今年よりTwitterでスタートした「浦和レッズのプレビュー、レビュー」が面白いと話題となっている浦ビューさん。
その原稿を浦ビューさんに許可をいただき浦議に転載させていただきます。
ACL決勝はアルヒラルが勝利。
浦和レッズは敗戦。
松本戦も湘南戦もHonda戦もセレッソ戦も鳥栖戦も大分戦も広島戦も鹿島戦も川崎戦も。
全部全部「ACLに優勝する為に、優勝への過程だ」とずっとずっとずっと気持ちを抑えてきたと思います。
だから、この敗戦を「相手が上手だった。」
「来週に切り替え切り替え。」という事は、現実問題そうなんだろうけど、この数ヶ月の堪えてきた苦しみはそう簡単に立ち直れるほど浅いものではないです。
この試合に負けた事を直視しないとダメだと思う。
ダメ、絶対に。
なので、今回もいつも通りに多くの浦和サポーターのたった1つの意見として捉えて頂き、最後まで読んで読み進めてもらえると嬉しいです。
では、レビューを始めたいと思います。
〜スタメンと基本システム〜
—浦和レッズ—
・第1戦からスタメン変更なし。
・興梠とファブリシオは前半15分を境にポジション交代。
—アルヒラル—
・第1戦からスタメン変更なし。
・ベンチ含めて不足なしのベストメンバー。
〜前半戦〜
・合格ラインの低い浦和のボール保持
最初のシーンだからこそチームの狙いや色は出ます。浦和最初のボール保持は2分45秒のシーン。
プレビュー通り、青木が最終ラインに降りました。
▶︎ 4バック化したときの槙野と岩波の幅の取り方も
まさにプレビュー通り。

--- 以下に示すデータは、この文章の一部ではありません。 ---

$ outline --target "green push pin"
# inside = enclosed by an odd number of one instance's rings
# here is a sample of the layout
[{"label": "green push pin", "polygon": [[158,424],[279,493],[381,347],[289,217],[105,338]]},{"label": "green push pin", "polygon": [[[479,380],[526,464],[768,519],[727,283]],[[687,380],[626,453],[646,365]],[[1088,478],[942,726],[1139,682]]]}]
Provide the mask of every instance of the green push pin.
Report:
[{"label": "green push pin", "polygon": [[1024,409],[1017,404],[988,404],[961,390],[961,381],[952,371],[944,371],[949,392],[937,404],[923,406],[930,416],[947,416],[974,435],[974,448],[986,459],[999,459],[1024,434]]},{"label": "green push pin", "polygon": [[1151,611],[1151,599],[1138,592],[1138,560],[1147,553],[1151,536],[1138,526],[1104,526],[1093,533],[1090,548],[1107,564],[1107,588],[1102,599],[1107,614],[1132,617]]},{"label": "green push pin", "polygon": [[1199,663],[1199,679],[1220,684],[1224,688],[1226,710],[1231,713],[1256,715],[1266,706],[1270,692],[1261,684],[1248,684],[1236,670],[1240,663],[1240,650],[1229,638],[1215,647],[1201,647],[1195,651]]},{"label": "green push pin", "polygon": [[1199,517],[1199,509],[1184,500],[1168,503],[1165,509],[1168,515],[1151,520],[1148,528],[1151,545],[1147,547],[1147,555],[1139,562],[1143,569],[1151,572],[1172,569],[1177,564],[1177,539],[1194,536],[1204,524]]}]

「幅を目一杯取る槙野・幅を取らず3バックと変わらない立ち位置の岩波」。
▶︎大輔先生から岩波へパス。
▶︎岩波の立ち位置は前述したものなので、プレスに出てくるのはSHアルドーサリではなくFWのゴミス。
青木の変化に対する岩波の立ち位置を考えると、これを4バックへの可変と呼んでしまうのは違和感ですが、便宜上、そのように表現し続けます。

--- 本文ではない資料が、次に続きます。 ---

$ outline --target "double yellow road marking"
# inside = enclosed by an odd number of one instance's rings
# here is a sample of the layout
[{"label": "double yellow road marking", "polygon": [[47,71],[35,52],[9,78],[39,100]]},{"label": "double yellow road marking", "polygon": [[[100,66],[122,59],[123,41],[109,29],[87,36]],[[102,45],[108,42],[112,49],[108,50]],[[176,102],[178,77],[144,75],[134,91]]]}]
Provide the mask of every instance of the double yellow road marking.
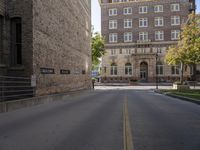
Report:
[{"label": "double yellow road marking", "polygon": [[133,138],[128,114],[128,100],[127,96],[124,98],[123,105],[123,137],[124,137],[124,150],[133,150]]}]

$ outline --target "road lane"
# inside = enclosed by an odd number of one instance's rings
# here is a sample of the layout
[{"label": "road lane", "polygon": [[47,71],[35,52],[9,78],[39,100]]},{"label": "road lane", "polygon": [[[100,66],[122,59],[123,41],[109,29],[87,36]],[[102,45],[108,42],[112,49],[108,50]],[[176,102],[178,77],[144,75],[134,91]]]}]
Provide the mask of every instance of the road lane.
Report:
[{"label": "road lane", "polygon": [[199,105],[119,89],[0,114],[0,150],[124,150],[123,106],[134,150],[200,149]]},{"label": "road lane", "polygon": [[134,150],[200,150],[199,105],[152,91],[128,99]]},{"label": "road lane", "polygon": [[122,150],[123,94],[74,99],[1,114],[0,150]]}]

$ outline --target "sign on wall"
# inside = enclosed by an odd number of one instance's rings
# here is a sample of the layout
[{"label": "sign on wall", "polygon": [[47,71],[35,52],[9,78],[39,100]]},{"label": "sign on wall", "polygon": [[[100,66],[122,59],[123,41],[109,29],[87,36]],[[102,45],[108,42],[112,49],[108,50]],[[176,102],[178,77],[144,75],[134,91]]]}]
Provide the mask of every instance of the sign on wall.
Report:
[{"label": "sign on wall", "polygon": [[55,71],[53,68],[40,68],[41,74],[54,74]]}]

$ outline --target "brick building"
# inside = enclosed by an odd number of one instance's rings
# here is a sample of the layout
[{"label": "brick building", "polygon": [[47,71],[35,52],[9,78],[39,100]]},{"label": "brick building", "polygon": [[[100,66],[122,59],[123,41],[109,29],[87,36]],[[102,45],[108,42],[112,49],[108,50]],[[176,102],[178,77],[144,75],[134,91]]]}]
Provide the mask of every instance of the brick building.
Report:
[{"label": "brick building", "polygon": [[[164,56],[177,44],[181,25],[195,11],[194,0],[101,0],[103,82],[130,79],[153,82],[179,78],[179,66],[169,66]],[[193,74],[185,69],[185,78]]]},{"label": "brick building", "polygon": [[35,77],[36,95],[88,89],[90,31],[90,0],[1,0],[0,76]]}]

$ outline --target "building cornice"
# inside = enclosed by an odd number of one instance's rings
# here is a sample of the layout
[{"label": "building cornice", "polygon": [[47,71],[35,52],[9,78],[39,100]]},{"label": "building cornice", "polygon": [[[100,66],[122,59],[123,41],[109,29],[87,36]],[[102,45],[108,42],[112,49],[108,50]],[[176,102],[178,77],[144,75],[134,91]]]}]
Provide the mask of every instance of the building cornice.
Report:
[{"label": "building cornice", "polygon": [[[157,2],[157,1],[160,1],[160,0],[139,0],[139,1],[129,1],[129,2],[115,2],[115,3],[102,3],[102,0],[98,0],[99,1],[99,4],[100,6],[107,6],[107,5],[120,5],[120,4],[133,4],[133,3],[141,3],[141,2]],[[180,0],[179,0],[180,1]]]},{"label": "building cornice", "polygon": [[163,42],[148,42],[148,43],[115,43],[115,44],[105,44],[105,46],[135,46],[135,45],[163,45],[163,44],[178,44],[178,41],[163,41]]}]

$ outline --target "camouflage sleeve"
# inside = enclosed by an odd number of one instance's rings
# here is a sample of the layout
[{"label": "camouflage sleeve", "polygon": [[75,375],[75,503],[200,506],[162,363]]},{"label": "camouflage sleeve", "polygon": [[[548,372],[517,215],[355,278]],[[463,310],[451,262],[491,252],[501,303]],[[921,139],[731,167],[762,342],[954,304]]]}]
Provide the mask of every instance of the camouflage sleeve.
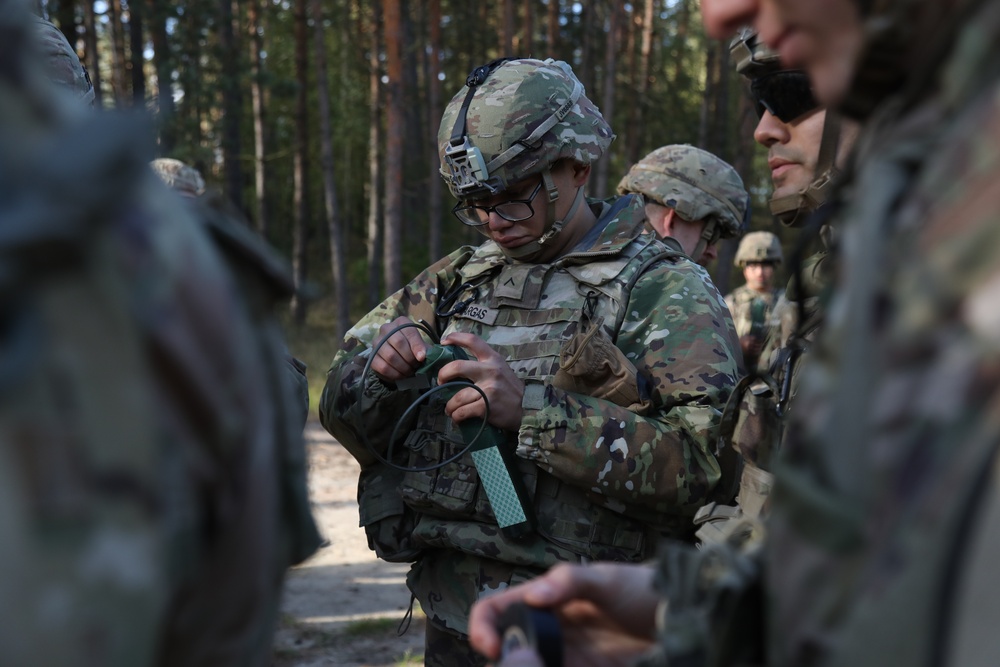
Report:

▶︎岩波は意識的に狙った訳ではないですが、エラーを起こしたい左CB5番アルブライヒの背後を狙うロングパスを送りましたが、長澤は追いつかず。
このとき、SBアルシャハラニは長澤とともに行動。
ということは……?
▶︎アルドーサリは岩波を、アルシャハラニは長澤を
意識した管理だったので、確実に橋岡はフリーでした。ゴミスのプレスの向きを考えても、岩波は橋岡への視界は良好だったはずです。
でも、
立ち位置から考えて必然的にゴミスの強烈なプレス+開始2分50秒のシーンということで、岩波はとりあえず前に蹴り込んだのでしょう。

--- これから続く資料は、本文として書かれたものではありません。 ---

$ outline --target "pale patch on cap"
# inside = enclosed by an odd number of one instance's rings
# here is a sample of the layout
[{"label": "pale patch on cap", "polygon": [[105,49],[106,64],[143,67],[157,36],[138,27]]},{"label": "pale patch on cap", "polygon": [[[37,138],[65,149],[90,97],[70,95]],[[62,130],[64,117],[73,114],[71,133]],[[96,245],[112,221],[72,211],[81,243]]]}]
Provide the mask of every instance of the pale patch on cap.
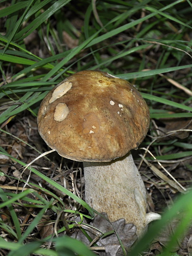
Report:
[{"label": "pale patch on cap", "polygon": [[67,91],[70,90],[72,87],[72,83],[68,81],[62,83],[59,85],[53,91],[49,102],[52,103],[55,99],[63,96]]},{"label": "pale patch on cap", "polygon": [[68,107],[65,103],[59,103],[56,106],[54,119],[55,121],[61,122],[66,118],[69,113]]}]

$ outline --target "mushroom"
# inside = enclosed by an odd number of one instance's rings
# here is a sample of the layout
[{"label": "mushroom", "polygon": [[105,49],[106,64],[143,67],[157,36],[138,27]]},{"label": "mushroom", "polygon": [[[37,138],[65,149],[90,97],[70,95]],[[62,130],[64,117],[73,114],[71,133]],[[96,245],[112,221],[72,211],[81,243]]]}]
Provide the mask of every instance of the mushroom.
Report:
[{"label": "mushroom", "polygon": [[86,201],[112,222],[133,223],[140,236],[149,218],[144,184],[129,152],[145,137],[150,117],[135,88],[101,71],[77,72],[46,96],[37,122],[50,148],[83,161]]}]

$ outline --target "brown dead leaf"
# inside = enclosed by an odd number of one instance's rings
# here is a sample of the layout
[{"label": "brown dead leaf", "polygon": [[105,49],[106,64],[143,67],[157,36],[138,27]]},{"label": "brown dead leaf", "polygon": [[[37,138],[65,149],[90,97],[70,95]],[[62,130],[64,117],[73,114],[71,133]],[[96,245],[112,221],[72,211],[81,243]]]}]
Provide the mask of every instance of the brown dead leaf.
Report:
[{"label": "brown dead leaf", "polygon": [[43,239],[52,235],[54,232],[53,224],[52,223],[49,223],[48,222],[50,220],[49,218],[42,218],[37,227],[41,237]]},{"label": "brown dead leaf", "polygon": [[[179,130],[192,129],[191,119],[187,118],[169,118],[161,119],[165,127],[161,128],[165,133]],[[189,132],[185,131],[177,131],[170,135],[172,137],[176,137],[181,139],[185,139],[189,136]]]}]

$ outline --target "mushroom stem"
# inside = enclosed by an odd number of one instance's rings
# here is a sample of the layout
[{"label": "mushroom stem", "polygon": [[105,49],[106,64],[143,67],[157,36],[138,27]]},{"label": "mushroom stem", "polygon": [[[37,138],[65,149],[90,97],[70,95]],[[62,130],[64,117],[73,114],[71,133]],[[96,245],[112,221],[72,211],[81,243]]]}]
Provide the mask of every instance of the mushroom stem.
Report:
[{"label": "mushroom stem", "polygon": [[84,162],[86,201],[113,222],[133,223],[140,236],[144,229],[146,194],[131,154],[111,162]]}]

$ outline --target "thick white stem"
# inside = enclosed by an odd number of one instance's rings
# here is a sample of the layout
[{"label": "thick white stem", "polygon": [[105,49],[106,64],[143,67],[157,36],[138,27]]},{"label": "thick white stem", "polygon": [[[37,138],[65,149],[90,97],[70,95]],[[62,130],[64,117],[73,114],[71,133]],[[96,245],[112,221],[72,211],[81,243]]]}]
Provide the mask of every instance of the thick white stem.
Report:
[{"label": "thick white stem", "polygon": [[122,218],[133,223],[140,235],[145,223],[146,191],[131,154],[83,165],[86,202],[99,212],[107,213],[111,222]]}]

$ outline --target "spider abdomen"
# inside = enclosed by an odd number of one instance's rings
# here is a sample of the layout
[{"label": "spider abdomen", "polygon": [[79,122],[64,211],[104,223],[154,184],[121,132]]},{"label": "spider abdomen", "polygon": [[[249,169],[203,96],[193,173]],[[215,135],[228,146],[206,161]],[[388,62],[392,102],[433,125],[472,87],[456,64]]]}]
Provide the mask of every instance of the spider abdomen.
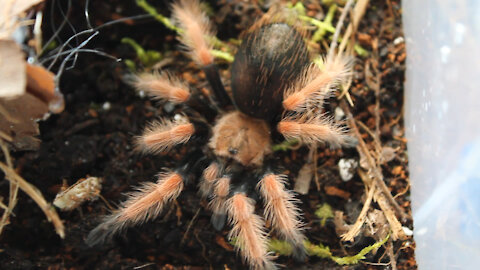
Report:
[{"label": "spider abdomen", "polygon": [[303,37],[286,23],[264,25],[248,33],[232,65],[232,93],[243,113],[275,120],[283,92],[309,64]]}]

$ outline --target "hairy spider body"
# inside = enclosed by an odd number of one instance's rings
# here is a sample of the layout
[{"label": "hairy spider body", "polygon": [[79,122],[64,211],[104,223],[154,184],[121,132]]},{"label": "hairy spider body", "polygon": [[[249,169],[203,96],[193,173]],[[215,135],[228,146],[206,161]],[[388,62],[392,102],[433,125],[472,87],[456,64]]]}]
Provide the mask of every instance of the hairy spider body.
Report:
[{"label": "hairy spider body", "polygon": [[309,64],[302,35],[288,24],[267,24],[248,33],[232,64],[236,107],[254,118],[278,121],[283,93]]},{"label": "hairy spider body", "polygon": [[265,221],[255,211],[258,201],[263,201],[263,216],[276,234],[292,244],[298,259],[304,258],[301,214],[286,187],[286,176],[276,173],[272,138],[280,134],[305,144],[351,144],[342,127],[318,114],[324,98],[348,73],[348,63],[341,57],[327,59],[320,70],[310,64],[303,36],[295,27],[278,21],[259,24],[246,34],[235,55],[232,102],[210,55],[205,37],[213,31],[198,1],[181,0],[173,13],[183,29],[180,41],[205,72],[215,104],[167,73],[136,77],[133,84],[138,89],[186,109],[186,115],[175,121],[163,119],[147,127],[137,138],[137,148],[158,153],[195,142],[176,169],[132,193],[87,242],[101,243],[125,227],[156,217],[185,185],[200,179],[200,195],[210,201],[213,227],[221,230],[229,222],[229,237],[251,268],[275,268],[267,250]]}]

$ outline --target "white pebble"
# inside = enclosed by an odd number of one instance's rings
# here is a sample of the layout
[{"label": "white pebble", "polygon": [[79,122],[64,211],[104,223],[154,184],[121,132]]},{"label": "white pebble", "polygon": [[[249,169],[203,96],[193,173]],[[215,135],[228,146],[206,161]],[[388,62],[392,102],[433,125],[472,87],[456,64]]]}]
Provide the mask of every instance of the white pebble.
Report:
[{"label": "white pebble", "polygon": [[335,121],[340,121],[345,117],[345,112],[342,110],[342,108],[337,107],[335,108]]},{"label": "white pebble", "polygon": [[338,161],[338,170],[343,181],[348,182],[352,180],[355,175],[355,170],[358,167],[358,162],[355,159],[342,158]]},{"label": "white pebble", "polygon": [[403,43],[405,40],[403,39],[403,37],[398,37],[396,38],[394,41],[393,41],[393,45],[398,45],[398,44],[401,44]]},{"label": "white pebble", "polygon": [[112,108],[112,104],[110,104],[110,102],[107,101],[107,102],[103,103],[103,105],[102,105],[103,110],[108,111],[108,110],[110,110],[110,108]]},{"label": "white pebble", "polygon": [[405,233],[406,236],[412,236],[413,235],[413,231],[410,230],[410,228],[404,226],[404,227],[402,227],[402,229],[403,229],[403,232]]}]

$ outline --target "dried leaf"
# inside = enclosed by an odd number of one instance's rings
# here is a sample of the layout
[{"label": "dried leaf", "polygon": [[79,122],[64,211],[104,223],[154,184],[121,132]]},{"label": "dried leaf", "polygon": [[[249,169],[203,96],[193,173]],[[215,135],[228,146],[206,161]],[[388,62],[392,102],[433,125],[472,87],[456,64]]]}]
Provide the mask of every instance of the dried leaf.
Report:
[{"label": "dried leaf", "polygon": [[84,201],[96,200],[101,189],[102,178],[82,178],[66,190],[58,193],[53,205],[62,211],[70,211],[80,206]]},{"label": "dried leaf", "polygon": [[25,60],[20,47],[12,40],[0,40],[0,98],[25,93]]},{"label": "dried leaf", "polygon": [[48,112],[47,105],[25,93],[13,99],[0,99],[0,108],[4,116],[0,117],[0,132],[13,138],[12,144],[18,150],[38,149],[40,140],[34,138],[39,134],[36,119]]}]

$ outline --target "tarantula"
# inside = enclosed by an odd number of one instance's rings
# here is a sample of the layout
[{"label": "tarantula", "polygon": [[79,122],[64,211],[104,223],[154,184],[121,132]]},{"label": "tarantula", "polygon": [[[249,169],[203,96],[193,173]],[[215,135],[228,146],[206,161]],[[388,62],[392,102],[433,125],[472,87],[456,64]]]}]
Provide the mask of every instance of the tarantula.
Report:
[{"label": "tarantula", "polygon": [[213,96],[190,91],[165,72],[136,77],[136,88],[182,105],[185,112],[174,121],[151,124],[137,138],[137,148],[159,153],[194,143],[176,169],[130,194],[89,234],[87,242],[101,243],[125,227],[155,218],[186,184],[200,179],[200,194],[210,200],[213,227],[220,230],[229,222],[229,237],[236,240],[251,268],[275,268],[267,250],[264,220],[255,213],[260,200],[265,219],[294,246],[294,255],[303,258],[305,236],[297,199],[286,188],[287,177],[276,173],[272,142],[283,136],[307,145],[352,143],[343,127],[318,113],[324,99],[349,73],[348,61],[327,58],[321,70],[310,61],[302,31],[270,17],[245,34],[231,67],[230,96],[210,52],[208,37],[213,31],[199,2],[180,0],[172,7],[174,21],[183,29],[180,41],[203,69]]}]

俯瞰で見ると、橋岡へのパスが理に適っていますが、アルブライヒの脇・手前・背後を狙うのであれば、
どんなにアバウトなボールでも私的にオッケーです。
6分25秒のシーン。
▶︎スローインの流れから槙野→岩波。
▶︎岩波には列を上げてSHアルドーサリがプレス。
アルシャハラニも先に動いて橋岡を管理する姿勢。
なので……
▶︎エラーを起こしたいアルブライヒの背後へ長澤を狙いました。しかし、長澤と意図が合わずに通らず。
▶︎こういう対応で何度も過ちを犯してきたアルブライヒは超安全に外へクリア。
私的にはこれも悪くないです。
今回の岩波は、アルシャハラニや橋岡の関係性を認知しながら意識的に狙えているように見えました。
こういうのを継続的に続けて欲しかった。
20分00秒のシーン。
▶︎青木を最終ラインに降ろして4-1-5。
▶︎4-1-5は形式的なもので、中身はアンカー的なポジションにファブリシオ、岩波の幅の取り方もやはり気になる等々、微妙なポジションバランス。
大輔先生→役割として相応しくない位置でファブリシオが受ける。
▶︎ファブリシオのテクニカルな動きで前を向いてからファブリシオ→興梠→エヴェルトン→長澤。とにかくパスパスで広い橋岡まで届けました。
橋岡に時間とスペースを与えたところで届けるという点では、自陣から敵陣にクリーンに前進することができたと思います。
▶︎橋岡はパスを受けてすぐにアーリークロス。
ボックスに入る前の興梠に高いボールを送りました。
まぁ、何かが起きればナイスクロスになると思いますが、基本的に確率の低いクロスのだったので、アルヒラルに跳ね返されて、最後はファールで止めてしまいました。
もうシーズンの終盤なので、今から再現性とかもっと深く侵入してクロスとか求めている場合ではないので、「クリーンに前進できた割には単調な終わり方だったなぁ」という感想に尽きます。
22分30秒。スローインの後から。
▶︎青木が降りて4-1-5。
▶︎エヴェルトンの隙を見せるような身体の向き、受け方を好機と見たアルファラジがプレスに出ましたが、エヴェルトン→西川→青木と繋ぎ、回避。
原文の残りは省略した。